Westmere-EP to Sandy Bridge-EP: The Scientist Potential Upgradeby Ian Cutress on March 4, 2013 9:30 AM EST
- Posted in
- Sandy Bridge-EP
Earlier this year I wrote a review of a dual processor Sandy Bridge-EP system from the point of view of the non-CS trained coder in a research group, and whether the limited knowledge of advanced processor commands (beyond basic C++ with OpenMP) was a hindrance to dual processor systems on some simple grid solvers/Brownian motion simulation. As part of the feedback to the review, I was asked by several readers using the older Westmere-EP platform doing similar types of calculations if it was worth pushing their research budget for a move from Westmere-EP to high-end Sandy Bridge-E, and whether the jump in cores/IPC would cost effective in those simulation scenarios. Thankfully Gigabyte was on hand to supply their GA-7TESM DP socket 1366 Xeon board and a pair of X5690s in order to run the comparison.
Comparing Westmere-EP to Sandy Bridge-EP
Johan’s words say it best, from his article on the E5-2600 in March 2012:
Compared to its predecessor, the Xeon X5600, the Xeon E5-2600 offers a number of improvements:
A completely improved core, as described here in Anand's article. For example, the µop cache lowers the pressure on the decoding stages and lowers power consumption, killing two birds with one stone. Other core improvements include an improved branch prediction unit and a more efficient Out-of-Order backend with larger buffers.
A vastly improved Turbo 2.0. The CPU can briefly go beyond the TDP limits, and when returning to the TDP limit, the CPU can sustain higher "steady-state" clockspeed. According to Intel, enabling turbo allows the Xeon E5 to perform 14% better in the SAP S&D 2 tier test. This compares well with the Turbo inside the Xeon 5600 which could only boost performance by 4% in the SAP benchmark.
Support for AVX Instructions combined with doubling the load bandwidth should allow the Xeon to double the peak floating point performance compared to the Xeon "Westmere" 5600.
A bi-directional 32 byte ring interconnect that connects the 8 cores, the L3-cache, the QPI agent and the integrated memory controller. The ring replaces the individual wires from each core to the L3-cache. One of the advantages is that the wiring to the L3-cache can be simplified and it is easier to make the bandwidth scale with the number of cores. The disadvantage is that the latency is variable: it depends on how many hops a certain piece of data inside the L3-cache must cross before ends up at the right core.

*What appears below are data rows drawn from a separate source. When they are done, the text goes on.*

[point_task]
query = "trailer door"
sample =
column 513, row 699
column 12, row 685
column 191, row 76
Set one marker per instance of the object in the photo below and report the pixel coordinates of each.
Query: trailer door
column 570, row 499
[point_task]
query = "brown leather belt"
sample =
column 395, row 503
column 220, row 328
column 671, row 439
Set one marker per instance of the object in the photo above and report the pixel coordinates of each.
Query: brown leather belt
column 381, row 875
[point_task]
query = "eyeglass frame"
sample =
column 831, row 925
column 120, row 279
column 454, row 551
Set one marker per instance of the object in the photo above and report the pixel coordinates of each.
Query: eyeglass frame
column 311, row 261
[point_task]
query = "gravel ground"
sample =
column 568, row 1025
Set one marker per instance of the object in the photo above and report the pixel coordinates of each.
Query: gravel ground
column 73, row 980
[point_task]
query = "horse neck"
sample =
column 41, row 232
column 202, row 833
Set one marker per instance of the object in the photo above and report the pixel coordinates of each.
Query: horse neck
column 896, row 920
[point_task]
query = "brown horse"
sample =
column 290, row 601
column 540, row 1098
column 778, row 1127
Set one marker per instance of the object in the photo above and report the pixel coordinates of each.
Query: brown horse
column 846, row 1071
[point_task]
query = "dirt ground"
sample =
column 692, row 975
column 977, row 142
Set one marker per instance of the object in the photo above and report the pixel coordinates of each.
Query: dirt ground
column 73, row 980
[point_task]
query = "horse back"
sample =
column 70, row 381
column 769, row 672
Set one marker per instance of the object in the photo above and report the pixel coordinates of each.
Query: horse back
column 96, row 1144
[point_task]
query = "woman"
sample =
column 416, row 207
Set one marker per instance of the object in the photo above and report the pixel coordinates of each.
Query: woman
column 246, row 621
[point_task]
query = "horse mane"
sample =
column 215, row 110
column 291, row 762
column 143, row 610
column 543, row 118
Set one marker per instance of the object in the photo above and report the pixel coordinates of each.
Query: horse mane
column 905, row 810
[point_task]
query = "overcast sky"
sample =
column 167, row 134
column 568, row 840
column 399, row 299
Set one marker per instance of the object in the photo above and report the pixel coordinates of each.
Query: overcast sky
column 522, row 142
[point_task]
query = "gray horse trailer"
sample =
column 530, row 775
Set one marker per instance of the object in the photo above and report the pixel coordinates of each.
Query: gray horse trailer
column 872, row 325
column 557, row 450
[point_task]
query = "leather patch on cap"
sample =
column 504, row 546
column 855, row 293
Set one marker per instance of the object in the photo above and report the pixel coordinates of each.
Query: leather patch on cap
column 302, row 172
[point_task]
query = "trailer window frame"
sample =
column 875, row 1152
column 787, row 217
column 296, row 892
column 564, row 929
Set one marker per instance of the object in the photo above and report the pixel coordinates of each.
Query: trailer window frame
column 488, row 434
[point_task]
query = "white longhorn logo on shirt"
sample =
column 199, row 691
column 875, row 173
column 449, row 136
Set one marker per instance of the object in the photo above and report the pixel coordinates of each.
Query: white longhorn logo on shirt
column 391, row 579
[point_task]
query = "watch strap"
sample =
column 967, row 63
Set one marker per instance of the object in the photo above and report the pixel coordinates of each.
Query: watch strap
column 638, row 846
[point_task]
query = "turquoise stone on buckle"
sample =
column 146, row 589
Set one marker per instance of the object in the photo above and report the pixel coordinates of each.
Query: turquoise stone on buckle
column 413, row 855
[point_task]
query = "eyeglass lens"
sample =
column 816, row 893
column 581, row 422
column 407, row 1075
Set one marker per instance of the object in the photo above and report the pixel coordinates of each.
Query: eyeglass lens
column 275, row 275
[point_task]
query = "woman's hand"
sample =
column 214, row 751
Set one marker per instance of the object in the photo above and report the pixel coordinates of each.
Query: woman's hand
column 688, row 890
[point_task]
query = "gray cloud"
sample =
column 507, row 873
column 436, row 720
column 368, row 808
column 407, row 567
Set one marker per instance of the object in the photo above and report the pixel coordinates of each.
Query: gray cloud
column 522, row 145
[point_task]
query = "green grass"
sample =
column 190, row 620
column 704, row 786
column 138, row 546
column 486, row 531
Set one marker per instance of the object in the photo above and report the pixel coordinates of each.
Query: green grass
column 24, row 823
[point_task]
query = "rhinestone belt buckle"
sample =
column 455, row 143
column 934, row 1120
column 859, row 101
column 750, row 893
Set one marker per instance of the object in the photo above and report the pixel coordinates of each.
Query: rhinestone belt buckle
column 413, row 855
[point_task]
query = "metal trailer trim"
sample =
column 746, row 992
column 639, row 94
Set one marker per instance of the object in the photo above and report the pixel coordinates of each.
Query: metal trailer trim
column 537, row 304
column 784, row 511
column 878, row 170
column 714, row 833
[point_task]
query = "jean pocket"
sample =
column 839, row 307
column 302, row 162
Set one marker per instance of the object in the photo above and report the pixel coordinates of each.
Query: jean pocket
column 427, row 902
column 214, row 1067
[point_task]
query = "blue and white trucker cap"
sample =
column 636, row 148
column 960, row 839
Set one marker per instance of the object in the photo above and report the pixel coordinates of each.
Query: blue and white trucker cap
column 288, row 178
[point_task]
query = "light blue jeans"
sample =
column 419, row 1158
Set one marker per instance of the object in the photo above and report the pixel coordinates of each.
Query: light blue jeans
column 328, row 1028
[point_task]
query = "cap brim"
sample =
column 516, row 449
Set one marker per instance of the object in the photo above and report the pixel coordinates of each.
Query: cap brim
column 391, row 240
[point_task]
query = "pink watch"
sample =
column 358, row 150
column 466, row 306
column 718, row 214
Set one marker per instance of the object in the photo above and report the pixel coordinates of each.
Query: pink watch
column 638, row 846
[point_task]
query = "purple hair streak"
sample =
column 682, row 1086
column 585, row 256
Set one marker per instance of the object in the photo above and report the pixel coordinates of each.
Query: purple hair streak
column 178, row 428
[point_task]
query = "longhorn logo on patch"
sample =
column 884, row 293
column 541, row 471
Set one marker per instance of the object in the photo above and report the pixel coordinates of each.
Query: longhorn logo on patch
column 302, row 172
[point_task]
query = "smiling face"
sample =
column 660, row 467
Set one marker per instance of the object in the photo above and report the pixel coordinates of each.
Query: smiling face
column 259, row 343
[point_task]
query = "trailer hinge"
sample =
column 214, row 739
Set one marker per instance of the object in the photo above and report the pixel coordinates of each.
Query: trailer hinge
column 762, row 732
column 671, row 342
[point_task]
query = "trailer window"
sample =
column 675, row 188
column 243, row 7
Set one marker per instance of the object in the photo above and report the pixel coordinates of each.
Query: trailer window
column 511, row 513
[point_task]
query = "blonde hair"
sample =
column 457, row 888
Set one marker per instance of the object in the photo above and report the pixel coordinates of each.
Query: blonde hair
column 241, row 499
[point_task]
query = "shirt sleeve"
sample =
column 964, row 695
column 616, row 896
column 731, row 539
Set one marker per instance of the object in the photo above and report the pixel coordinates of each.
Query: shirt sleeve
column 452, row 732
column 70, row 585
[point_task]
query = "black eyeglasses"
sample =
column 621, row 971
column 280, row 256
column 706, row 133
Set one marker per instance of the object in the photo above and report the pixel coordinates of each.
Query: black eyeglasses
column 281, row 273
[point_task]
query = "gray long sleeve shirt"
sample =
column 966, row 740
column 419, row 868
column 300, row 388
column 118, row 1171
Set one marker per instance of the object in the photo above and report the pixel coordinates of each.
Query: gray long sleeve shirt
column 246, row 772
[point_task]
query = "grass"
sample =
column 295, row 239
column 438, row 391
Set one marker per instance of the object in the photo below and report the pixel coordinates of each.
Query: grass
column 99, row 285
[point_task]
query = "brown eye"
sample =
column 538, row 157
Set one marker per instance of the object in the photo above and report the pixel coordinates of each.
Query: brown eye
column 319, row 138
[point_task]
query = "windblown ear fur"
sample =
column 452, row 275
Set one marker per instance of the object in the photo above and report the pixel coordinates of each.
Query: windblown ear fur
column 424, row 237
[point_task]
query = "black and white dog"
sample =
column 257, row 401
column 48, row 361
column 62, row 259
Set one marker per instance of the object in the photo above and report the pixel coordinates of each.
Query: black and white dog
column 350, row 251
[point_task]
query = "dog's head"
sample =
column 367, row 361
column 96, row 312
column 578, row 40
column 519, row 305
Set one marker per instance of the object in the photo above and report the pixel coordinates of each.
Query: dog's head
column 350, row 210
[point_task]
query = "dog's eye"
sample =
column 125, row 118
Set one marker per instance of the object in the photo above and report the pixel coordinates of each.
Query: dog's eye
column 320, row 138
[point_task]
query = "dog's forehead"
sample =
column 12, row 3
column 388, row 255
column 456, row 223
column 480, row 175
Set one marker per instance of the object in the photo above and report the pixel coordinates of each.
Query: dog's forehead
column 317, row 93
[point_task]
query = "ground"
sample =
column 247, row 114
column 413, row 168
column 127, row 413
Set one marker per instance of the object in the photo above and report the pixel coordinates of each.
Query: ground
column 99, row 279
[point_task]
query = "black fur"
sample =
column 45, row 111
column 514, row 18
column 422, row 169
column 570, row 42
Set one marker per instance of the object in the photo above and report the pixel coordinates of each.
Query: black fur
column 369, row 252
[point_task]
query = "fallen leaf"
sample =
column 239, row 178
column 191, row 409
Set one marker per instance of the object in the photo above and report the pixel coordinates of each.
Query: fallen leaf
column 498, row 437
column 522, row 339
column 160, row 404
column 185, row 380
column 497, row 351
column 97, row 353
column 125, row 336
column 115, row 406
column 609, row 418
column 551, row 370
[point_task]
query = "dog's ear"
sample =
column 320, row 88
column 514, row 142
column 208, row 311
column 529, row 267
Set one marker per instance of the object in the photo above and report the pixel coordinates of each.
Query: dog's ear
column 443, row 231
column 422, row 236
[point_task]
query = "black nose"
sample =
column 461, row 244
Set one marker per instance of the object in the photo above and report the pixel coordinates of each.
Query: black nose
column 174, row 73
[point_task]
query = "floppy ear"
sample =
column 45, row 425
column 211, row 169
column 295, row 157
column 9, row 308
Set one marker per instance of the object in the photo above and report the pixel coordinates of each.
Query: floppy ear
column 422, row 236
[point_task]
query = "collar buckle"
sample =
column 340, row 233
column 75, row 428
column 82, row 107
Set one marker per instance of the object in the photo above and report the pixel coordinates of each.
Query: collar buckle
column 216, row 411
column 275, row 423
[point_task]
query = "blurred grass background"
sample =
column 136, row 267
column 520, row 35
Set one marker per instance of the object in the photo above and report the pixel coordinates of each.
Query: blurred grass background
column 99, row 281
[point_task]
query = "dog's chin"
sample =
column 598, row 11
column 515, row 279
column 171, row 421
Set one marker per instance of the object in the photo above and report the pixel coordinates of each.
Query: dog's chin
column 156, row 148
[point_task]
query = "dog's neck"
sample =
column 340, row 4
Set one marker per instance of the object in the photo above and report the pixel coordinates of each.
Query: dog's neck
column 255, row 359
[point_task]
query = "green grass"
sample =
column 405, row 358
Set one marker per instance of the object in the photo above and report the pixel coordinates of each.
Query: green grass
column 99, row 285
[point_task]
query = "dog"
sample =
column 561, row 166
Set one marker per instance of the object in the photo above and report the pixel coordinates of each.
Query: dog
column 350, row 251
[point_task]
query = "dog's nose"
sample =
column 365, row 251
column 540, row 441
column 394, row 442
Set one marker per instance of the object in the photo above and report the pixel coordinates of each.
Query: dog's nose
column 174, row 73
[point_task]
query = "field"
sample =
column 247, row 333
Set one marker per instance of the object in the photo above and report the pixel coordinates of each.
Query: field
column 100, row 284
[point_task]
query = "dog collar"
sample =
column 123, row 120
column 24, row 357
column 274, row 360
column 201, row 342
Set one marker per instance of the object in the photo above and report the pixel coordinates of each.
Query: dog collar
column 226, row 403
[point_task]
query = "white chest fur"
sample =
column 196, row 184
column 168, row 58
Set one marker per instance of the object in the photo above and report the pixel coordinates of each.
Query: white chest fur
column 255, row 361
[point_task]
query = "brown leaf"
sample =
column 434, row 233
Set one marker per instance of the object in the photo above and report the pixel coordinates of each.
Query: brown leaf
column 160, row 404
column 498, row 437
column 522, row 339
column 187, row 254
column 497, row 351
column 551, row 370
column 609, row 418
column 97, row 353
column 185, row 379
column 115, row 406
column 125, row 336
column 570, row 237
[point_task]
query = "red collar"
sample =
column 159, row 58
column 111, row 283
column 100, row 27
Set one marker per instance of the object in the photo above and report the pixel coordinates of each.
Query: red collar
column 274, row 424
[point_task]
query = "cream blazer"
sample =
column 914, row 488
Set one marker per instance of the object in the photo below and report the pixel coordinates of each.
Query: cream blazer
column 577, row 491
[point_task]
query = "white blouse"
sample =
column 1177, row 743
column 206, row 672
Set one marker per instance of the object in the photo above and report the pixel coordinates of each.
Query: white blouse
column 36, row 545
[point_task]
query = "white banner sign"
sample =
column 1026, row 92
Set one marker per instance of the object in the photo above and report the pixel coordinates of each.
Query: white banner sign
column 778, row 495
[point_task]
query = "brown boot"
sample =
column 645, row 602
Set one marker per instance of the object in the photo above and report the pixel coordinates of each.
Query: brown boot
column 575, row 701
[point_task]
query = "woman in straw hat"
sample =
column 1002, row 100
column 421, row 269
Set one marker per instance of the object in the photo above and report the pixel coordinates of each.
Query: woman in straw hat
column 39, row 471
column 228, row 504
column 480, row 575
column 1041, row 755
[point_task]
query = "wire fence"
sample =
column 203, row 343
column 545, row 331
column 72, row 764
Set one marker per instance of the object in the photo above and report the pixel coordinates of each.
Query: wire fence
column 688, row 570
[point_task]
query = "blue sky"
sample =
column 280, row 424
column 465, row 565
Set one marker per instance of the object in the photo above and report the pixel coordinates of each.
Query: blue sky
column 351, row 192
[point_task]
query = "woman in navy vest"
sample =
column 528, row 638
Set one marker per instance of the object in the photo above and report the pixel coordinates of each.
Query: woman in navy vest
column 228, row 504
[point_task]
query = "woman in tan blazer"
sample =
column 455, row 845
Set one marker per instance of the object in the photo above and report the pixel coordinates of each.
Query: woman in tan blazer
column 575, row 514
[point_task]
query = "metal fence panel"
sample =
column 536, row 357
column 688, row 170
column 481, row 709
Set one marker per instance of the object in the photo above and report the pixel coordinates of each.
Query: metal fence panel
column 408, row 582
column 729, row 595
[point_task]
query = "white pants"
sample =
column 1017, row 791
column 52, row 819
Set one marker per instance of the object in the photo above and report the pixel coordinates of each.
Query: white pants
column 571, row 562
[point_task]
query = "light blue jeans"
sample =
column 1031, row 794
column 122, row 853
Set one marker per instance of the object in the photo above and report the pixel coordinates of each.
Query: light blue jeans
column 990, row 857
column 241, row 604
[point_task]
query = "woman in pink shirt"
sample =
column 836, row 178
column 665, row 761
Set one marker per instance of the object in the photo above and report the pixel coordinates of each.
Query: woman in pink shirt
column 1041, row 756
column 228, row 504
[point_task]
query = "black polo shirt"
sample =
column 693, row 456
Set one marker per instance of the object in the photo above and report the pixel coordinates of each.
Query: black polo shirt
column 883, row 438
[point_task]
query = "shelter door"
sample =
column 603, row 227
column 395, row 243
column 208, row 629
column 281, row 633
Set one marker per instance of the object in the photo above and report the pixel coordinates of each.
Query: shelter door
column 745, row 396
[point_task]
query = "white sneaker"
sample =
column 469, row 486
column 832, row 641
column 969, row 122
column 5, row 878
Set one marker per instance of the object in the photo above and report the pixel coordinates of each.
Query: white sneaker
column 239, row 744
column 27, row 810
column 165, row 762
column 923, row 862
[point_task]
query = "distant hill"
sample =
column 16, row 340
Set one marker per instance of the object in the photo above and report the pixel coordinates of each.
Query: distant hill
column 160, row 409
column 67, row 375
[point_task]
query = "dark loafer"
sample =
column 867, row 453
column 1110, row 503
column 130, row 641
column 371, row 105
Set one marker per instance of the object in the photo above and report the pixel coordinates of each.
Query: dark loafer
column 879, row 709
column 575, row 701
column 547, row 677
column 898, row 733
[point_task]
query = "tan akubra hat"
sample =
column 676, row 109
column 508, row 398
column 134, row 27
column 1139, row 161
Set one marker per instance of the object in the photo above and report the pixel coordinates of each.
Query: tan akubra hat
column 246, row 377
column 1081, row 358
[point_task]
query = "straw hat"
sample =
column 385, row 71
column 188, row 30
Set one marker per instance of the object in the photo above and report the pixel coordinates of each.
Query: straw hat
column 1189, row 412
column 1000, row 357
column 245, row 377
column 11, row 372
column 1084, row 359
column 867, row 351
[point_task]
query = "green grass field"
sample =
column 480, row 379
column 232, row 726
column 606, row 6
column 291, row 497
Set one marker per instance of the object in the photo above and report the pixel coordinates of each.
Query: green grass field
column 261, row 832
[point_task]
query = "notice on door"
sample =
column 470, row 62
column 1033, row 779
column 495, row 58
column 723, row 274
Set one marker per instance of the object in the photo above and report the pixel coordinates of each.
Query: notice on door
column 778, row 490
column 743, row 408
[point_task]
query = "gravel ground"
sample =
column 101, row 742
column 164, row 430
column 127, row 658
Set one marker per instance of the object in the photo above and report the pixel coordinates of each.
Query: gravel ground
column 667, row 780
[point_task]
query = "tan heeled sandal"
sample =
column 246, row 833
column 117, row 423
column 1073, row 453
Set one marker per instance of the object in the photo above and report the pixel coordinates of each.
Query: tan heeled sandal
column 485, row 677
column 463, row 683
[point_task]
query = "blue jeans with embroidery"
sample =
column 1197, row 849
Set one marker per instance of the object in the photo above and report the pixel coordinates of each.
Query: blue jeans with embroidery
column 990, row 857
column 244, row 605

A faster QPI: revision 1.1, which delivers up to 8 GT/s instead of 6.4 GT/s (Westmere).
Lower latency to PCI-e devices. Intel integrated a PCIe 3.0 I/O subsystem inside the die which sits on the same bi-directional 32 bit ring as the cores. PCIe 3.0 runs at 8 GT/s (PCIe 2.0: 5 GT/s), but the encoding has less overhead. As a result, PCIe 3.0 can deliver up to 1 GB full duplex per second per lane, which is twice as much as PCIe 2.0.
Removing the I/O lowered PCIe latency by 25% on average according to Intel. If you only access the local memory, Intel measured 32% lower read latency.
The access latency to PCIe I/O devices is not only significantly lower, but Intel's Data Direct I/O Technology allows the PCIe NICs to read and write directly to the L3-cache instead of to the main memory. In extremely bandwidth constrained situations (using 4 Infiniband controllers or similar), this lowers power consumption and reduces latency by another 18%, which is a boon to HPC users with 10G Ethernet or Infiniband NICs.
The new Xeon also supports faster DDR3-1600, up to 2 DIMMs per channel that can run at 1600 MHz.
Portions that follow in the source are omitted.